Australia’s industrial property sector is set for a return to health next year according to the latest research data.
The latest research report from CBRE forecasts that low interest rates and sustained declines in the Aussie dollar will translate into greater growth in the nation-wide industrial property sector throughout 2014 and 2015.
The Q3 2013 CBRE Australia Industrial MarketView Report says rosy sentiment amongst consumers and increased dwelling investment will serve to foster economic growth in 2014, which will in turn drive industrial expansion over the course of the next two years.
This follows a slip in industrial economic output of 0.1 per cent in the year to June 2013, as a a result of major declines in activity for utilities, transport, storage and postal services.
CBRE’s data for the third quarter indicate that Australia’s A-grade and B-grade warehouses have already seen significant year-on-year gains in capital values, advancing 1.6 per cent and four per cent respectively in September.

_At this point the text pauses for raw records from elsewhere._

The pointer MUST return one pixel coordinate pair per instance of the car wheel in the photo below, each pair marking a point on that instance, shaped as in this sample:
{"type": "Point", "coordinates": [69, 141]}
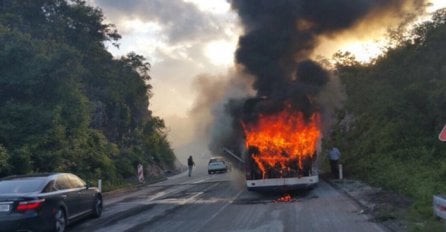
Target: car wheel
{"type": "Point", "coordinates": [97, 207]}
{"type": "Point", "coordinates": [60, 220]}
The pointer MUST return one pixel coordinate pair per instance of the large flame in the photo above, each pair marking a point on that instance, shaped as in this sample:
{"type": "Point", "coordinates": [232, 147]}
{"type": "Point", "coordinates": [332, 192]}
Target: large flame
{"type": "Point", "coordinates": [284, 140]}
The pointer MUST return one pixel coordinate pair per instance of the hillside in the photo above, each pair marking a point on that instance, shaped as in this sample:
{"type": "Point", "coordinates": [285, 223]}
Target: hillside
{"type": "Point", "coordinates": [393, 114]}
{"type": "Point", "coordinates": [65, 103]}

A-grade warehouses in Melbourne have logged the biggest gains in their capital values, rising 4.9 per cent in the past year, while Perth has also performed well with a 2.6 per cent gain.

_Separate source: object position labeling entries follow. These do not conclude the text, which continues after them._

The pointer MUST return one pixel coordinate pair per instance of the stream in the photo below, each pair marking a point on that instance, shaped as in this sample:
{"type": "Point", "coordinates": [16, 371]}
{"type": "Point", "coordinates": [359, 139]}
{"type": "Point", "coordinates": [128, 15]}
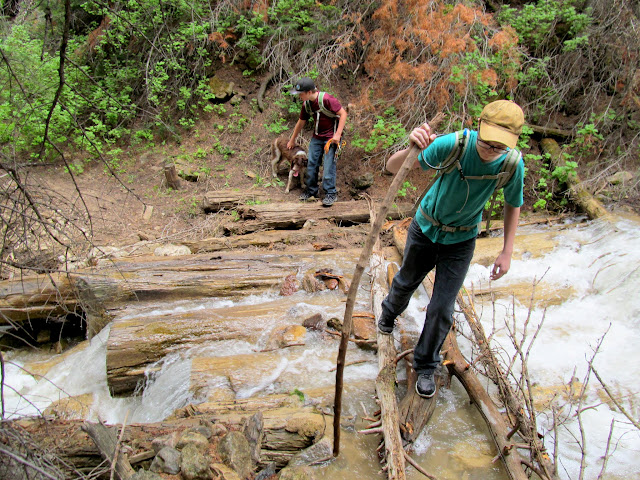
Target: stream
{"type": "Point", "coordinates": [586, 285]}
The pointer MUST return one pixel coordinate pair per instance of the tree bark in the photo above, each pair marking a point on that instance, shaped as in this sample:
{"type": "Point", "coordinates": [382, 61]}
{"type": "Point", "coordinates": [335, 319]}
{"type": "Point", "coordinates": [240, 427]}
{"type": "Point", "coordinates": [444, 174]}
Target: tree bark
{"type": "Point", "coordinates": [107, 442]}
{"type": "Point", "coordinates": [294, 215]}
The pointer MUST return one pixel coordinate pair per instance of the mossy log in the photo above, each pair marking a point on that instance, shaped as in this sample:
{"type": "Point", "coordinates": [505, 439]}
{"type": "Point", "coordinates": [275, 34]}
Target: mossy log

While capital values have witnessed significant gains, industrial rents throughout the country have for the most part hovered at the same level over the past year. A-grade warehouse rents remained unchanged at $103 per square metre, although B-grade warehouse rents have posted growth of 2.1 per cent.
A-REITs are already rushing to raise their holdings of industrial assets, buying up to $110 million worth during the third quarter. Private investors secured a further $80 million worth of assets in the category during the same period.
Australia’s southeast is the most popular destination for investment in industrial property assets, with Victoria and New South Wales enjoying sales of $104 million and $88 million respectively in the third quarter.
CBRE expects a further 1.5 million square metres of industrial space to reach completion in 2013, for a modest decline compared to the average for the past five years of 1.6 million square metres.
Sydney and Brisbane have the largest volume of assets in development, with growth of 1.6 per cent and 2.2 per cent respectively in 2013.